Vectors containing appropriate DNA sequences as described above and appropriate promoter or control sequences can be used to transform appropriate host cells to enable expression of proteins.

The host cell can be a prokaryotic cell, such as a bacterial cell; a lower eukaryotic cell, such as a yeast cell; or a higher eukaryotic cell, such as a mammalian cell. Representative examples include: bacterial cells of Escherichia coli, Bacillus subtilis, and Streptomyces; fungal cells such as Pichia pastoris and Saccharomyces cerevisiae cells; plant cells; insect cells of Drosophila S2 or Sf9; CHO, NS0, COS7, or 293 cells animal cells etc. In a preferred embodiment of the present invention, NK cells are selected as host cells.

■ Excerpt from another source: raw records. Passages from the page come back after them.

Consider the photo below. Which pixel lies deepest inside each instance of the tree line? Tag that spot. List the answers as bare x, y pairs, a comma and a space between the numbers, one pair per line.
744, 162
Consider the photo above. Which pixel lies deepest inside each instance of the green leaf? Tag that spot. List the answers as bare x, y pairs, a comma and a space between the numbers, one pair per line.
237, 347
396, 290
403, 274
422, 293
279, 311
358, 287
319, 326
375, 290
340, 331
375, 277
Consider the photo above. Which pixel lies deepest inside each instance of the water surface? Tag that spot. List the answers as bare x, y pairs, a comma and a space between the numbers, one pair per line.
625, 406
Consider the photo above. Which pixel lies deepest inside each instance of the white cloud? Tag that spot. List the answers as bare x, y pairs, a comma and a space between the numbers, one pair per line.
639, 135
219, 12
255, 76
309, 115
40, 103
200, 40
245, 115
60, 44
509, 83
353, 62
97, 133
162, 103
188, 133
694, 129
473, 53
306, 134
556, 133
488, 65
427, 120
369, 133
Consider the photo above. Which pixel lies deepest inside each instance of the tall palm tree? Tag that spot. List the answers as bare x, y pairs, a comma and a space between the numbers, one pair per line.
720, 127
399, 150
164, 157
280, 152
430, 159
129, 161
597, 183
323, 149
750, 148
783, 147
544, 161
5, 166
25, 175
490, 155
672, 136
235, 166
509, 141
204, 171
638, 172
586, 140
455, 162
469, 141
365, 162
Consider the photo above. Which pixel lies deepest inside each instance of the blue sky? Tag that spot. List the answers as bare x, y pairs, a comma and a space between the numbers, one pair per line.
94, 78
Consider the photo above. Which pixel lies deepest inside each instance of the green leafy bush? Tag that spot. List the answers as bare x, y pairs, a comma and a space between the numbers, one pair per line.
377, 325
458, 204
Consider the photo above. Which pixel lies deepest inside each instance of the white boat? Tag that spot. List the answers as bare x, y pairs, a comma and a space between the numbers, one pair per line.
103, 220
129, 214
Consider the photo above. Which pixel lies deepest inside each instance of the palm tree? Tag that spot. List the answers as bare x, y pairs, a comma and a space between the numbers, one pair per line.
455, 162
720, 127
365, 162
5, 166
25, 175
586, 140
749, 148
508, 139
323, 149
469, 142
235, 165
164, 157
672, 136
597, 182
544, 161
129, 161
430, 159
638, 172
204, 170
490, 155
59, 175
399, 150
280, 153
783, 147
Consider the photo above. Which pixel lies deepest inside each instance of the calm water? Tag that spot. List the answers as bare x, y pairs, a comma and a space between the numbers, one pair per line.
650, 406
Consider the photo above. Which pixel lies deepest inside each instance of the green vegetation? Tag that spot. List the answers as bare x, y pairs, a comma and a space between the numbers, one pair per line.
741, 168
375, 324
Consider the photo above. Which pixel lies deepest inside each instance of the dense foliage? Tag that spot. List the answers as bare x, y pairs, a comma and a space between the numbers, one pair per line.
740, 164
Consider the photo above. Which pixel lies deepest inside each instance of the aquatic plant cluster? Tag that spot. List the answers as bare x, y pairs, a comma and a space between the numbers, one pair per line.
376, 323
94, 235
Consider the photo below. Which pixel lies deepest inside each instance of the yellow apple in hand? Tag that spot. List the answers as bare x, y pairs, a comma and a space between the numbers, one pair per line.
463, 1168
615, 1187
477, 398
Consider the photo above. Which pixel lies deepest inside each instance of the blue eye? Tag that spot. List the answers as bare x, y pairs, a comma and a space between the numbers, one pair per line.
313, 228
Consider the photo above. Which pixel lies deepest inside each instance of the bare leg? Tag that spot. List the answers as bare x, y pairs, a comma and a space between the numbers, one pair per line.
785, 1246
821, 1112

Transformation of host cells with recombinant DNA can be performed using conventional techniques well known to those skilled in the art. When the host is a prokaryotic organism such as E. coli, competent cells capable of absorbing DNA can be harvested after the exponential growth phase and treated with CaCl ₂ The procedures used are well known in the art. Another method is to use MgCl ₂ . If necessary, transformation can also be performed by electroporation. When the host is a eukaryotic organism, the following DNA transfection methods can be used: calcium phosphate co-precipitation method, conventional mechanical methods such as microinjection, electroporation, liposome packaging, etc.

The obtained transformants can be cultured using conventional methods to express the protein encoded by the gene of the present invention. Depending on the host cells used, the medium used in culture can be selected from various conventional media. Cultivate under conditions suitable for host cell growth. After the host cells grow to an appropriate cell density, the selected promoter is induced using an appropriate method (such as temperature shift or chemical induction), and the cells are cultured for a further period of time.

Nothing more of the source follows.